LOGEN CURE

 

 

Permian Sea

 

Your father tells you

once all this was vast

inland sea, all mollusks

and trilobites, amphibians

bigger than your imagination.

He points westward, explains

the Guadalupe Mountains

are an enormous ancient reef.

All this, he says,

everything was water.

 

Then the sea

stagnated, temperature

skyrocketed, acid

rained from the sky,

everything died, the most

massive extinction

in recorded history.

All those fossils,

oil now.
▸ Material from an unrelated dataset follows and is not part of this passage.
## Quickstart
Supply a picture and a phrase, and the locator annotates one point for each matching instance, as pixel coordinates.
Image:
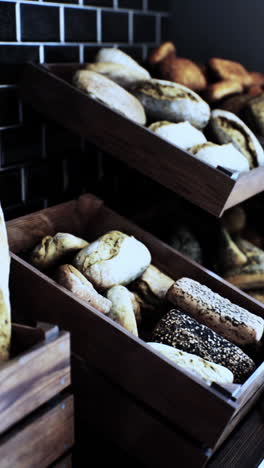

Of course.

 

You were born here,

native to the pasture,

spiny mesquites,

cracked red earth.

You imagine being born

underwater, born a suggestion

of what's to come, predecessor

of some greater thing,

or something so basic

it could survive

when earth starts over,

a nautilus, maybe,

all tentacles, no memory.

 

You dream of it, the sea

before its horrific death,

before millions of years

the sun blazed over lifeless desert.

Sometimes when you wake you think

you hear the waves. 

 

Logen Cure is a poet and teacher. She is the author of three chapbooks: Still (Finishing Line Press, 2015), Letters to Petrarch (Unicorn Press, 2015), and In Keeping (Unicorn Press, 2008). Her work also appears in Word Riot, Radar Poetry, The Boiler, and elsewhere. She's an editor for Voicemail Poems. She earned her MFA in Creative Writing from the University of North Carolina at Greensboro. She lives in Texas with her wife.